# 2AV + Count

- The following models including "2AV" in their model names are slight variations of the SARSA algorithm for model-free learning (Rummery and Niranjan, 1994). We changed first-action learning to include two model-free q-values representing action-value updates. The first action-value represents the prediction of which second-stage one will arrive in, each of which has its own value depending on how rewarded it has been in the recent past. The second first-stage action value represents the prediction that the first-stage action will be rewarded after the second-stage choice. Indeed, this less traditional model of the two-step task was used in Gillan et al. (2016). Separating these first-stage action values in turn removes the requirement for an eligibility trace. All models use the Bellman equation to derive model-based action values.

### Variables

Below, t=time, s=state, a=action. At stage one, two images appeared, one of which could be selected with a given action. The image was always chosen with a certain action that did not change across the task. Each action led to two possible states (determined by a transition matrix), wherein each state had two unique images. At this second stage, an image again is selected with a given action. Note only an "s" subscript is used for second-stage action values, since one could either transition to state 2 or 3. The selection of this image would lead to a monetary reward determined by a latent probability that drifted across the task (see Gillan et al., 2016). 

$R$ = reward

$T = \begin{bmatrix}
P(s_1,a_1,s_2) & P(s_1,a_2,s_2) \\
P(s_1,a_1,s_3) & P(s_1,a_2,s_3) 
\end{bmatrix}$ Transition matrix

$M$ = one-hot vector indicating which first-stage action was previously taken.

- First stage: 

$Q_{MF0_{t,a}}$ = First-stage action value predicting value at second stage.

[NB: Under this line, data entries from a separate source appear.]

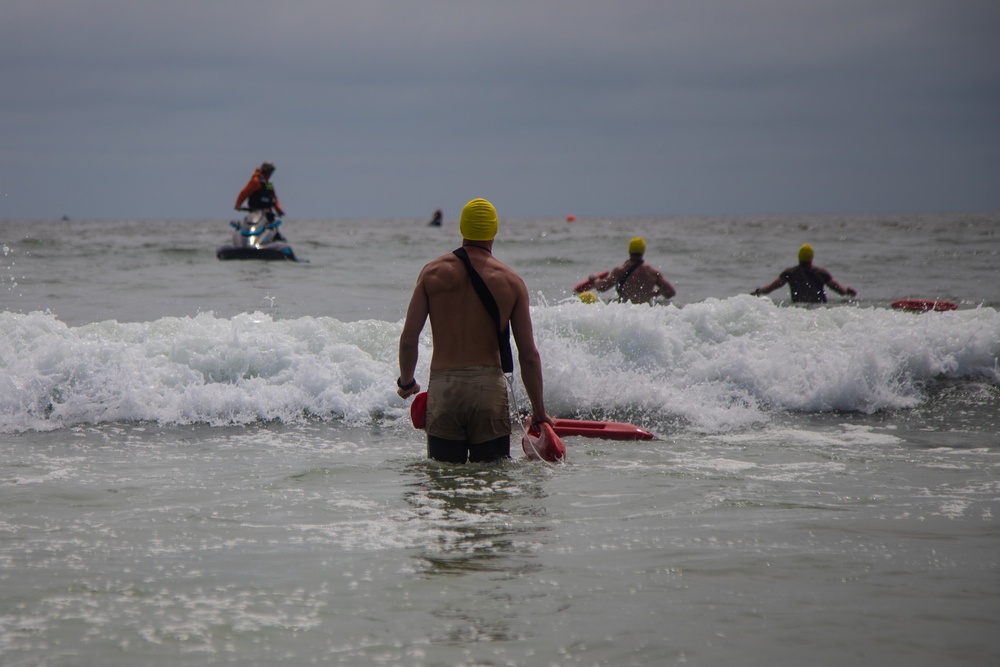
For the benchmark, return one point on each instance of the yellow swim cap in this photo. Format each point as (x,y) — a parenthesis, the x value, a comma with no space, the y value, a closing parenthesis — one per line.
(478,221)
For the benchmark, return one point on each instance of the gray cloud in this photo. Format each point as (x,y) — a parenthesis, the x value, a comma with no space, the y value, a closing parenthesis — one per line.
(123,109)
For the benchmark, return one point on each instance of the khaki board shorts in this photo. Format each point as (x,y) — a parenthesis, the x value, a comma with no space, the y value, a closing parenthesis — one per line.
(468,404)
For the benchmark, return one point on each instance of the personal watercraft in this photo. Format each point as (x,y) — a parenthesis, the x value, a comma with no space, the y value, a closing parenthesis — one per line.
(256,236)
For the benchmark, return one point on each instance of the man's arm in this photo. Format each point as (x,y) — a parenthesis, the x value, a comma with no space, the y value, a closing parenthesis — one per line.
(409,339)
(527,355)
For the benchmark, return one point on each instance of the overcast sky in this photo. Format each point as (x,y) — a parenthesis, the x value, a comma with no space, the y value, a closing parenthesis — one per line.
(137,109)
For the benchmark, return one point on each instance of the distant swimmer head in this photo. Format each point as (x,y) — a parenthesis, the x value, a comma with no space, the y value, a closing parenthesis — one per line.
(479,221)
(637,246)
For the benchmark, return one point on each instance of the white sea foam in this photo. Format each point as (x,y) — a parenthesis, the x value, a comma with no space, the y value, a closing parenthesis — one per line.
(715,365)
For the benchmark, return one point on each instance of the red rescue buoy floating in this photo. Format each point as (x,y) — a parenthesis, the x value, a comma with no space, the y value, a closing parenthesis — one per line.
(595,429)
(418,410)
(543,444)
(924,305)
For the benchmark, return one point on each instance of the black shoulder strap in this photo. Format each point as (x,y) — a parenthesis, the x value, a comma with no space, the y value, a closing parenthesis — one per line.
(503,337)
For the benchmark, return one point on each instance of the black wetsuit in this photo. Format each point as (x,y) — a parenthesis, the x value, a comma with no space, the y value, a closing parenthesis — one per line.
(807,283)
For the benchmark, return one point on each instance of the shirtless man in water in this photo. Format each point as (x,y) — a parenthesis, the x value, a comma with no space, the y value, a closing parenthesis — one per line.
(468,418)
(805,281)
(636,281)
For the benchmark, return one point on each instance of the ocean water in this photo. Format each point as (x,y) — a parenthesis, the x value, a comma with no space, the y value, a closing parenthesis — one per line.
(206,463)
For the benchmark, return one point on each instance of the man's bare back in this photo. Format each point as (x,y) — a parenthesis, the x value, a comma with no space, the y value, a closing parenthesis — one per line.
(463,332)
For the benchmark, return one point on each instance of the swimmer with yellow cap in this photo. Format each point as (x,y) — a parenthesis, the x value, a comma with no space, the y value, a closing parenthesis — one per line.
(635,281)
(805,281)
(473,301)
(478,221)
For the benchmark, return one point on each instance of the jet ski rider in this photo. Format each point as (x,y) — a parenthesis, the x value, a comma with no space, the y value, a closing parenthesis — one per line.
(259,193)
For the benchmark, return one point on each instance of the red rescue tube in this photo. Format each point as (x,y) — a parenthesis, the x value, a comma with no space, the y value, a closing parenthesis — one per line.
(595,429)
(924,305)
(588,283)
(543,444)
(418,410)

$Q_{MF1_{t,a}}$ = First-stage action value predicting reward after second stage.

$Q_{MB_{t,a}}$ = Model-based value of action 1

- Second stage:

$Q_{MF2_{t,s,a}}$ = Second-stage action value predicting reward.




### Free Parameters

All alpha parameters below were drawn from Beta priors that spans the 0-1 range. 

$\alpha_{1}$ = learning rate for both updates on first-stage action values. 

$\alpha_{2}$ = learning rate for for update on second action value. 

All beta parameters below were drawn from Gamma priors that spans all positive real numbers.

$\beta_{MF0}$ = inverse temperature for $Q_{MF0}$ at first stage. 

$\beta_{MF1}$ = inverse temperature for $Q_{MF1}$ at first stage. 

$\beta_{MB}$ = inverse temperature for $Q_{MB}$ at first stage.

$\beta_{st}$ = strength of perseveration at first stage. This multiplies the M vector, which the previously enacted first-stage action. 

$\beta_{MF2}$ = inverse temperature for $Q_{MF2}$ at second stage.

### Learning computations

- Updating the transition matrix: 

Each trial, a transition counter is updated. For example if state1, action1 led to state 2 once, and on the next transition, the same transition occurs, the counting matrix would be updated as follows:

$T_{counting}=\begin{bmatrix}
1+1 & 0\\
0 & 0
\end{bmatrix}$

$T$ can be one of two matrices at and given trial 
$T_{1} = \begin{bmatrix}
0.7 & 0.3 \\
0.3 & 0.7
\end{bmatrix}$ or $T_{2}=\begin{bmatrix}
0.3 & 0.7 \\
0.7 & 0.3
\end{bmatrix}$ at any given trial. 

This is determined by the $T_{counting}$ matrix. When $T_{counting}(1,1) + T_{counting}(2,2) > T_{counting}(1,2) + T_{counting}(2,1)$, then $T_{1}$ is used.

- Updating action-values

$Q_{MF0_{t+1,a}}=Q_{MF0_{t,a}} + \alpha_{1}(Q_{MF2_{t}}-Q_{MF0_{t,a}})$

$Q_{MF1_{t+1,a}}=Q_{MF1_{t,a}} + \alpha_{1}(R-Q_{MF1_{t,a}})$

$Q_{MF2_{t+1,s,a}}=Q_{MF2_{t,s,a}} + \alpha_{2}(R-Q_{MF2_{t,s,a}})$

Model-based q-values are then computed via the Bellman equation:

$Q_{MB_{t+1}} = P(s_{2}|s_{1},a_{i})\max\limits_{a\in \{ 1,2 \}}Q_{MF2}(s_{2},a_{i})+P(s_{3}|s_{1},a_{i})\max\limits_{a\in \{ 1,2 \}}Q_{MF2}(s_{3},a_{i})$.

### Decision computations
First-stage action: 

$P(a,s_{1}) \propto e^{(\beta_{MF0}Q_{MF0}+\beta_{MF1}Q_{MF1}+\beta_{MB}Q_{MB}+\beta_{st}M)}$

Secon-stage action:

$P(a,s_{2}) \propto e^{(\beta_{MF2}Q_{MF2})}$

# 2AV + LR

$R$ = reward

$T = \begin{bmatrix}
P(s_1,a_1,s_2) & P(s_1,a_2,s_2) \\
P(s_1,a_1,s_3) & P(s_1,a_2,s_3) 
\end{bmatrix}$ transition matrix 

$M$ = one-hot vector indicating which first-stage action was previously taken.

- First stage: 

$Q_{MF0_{t,a}}$ = First-stage action value predicting value at second stage.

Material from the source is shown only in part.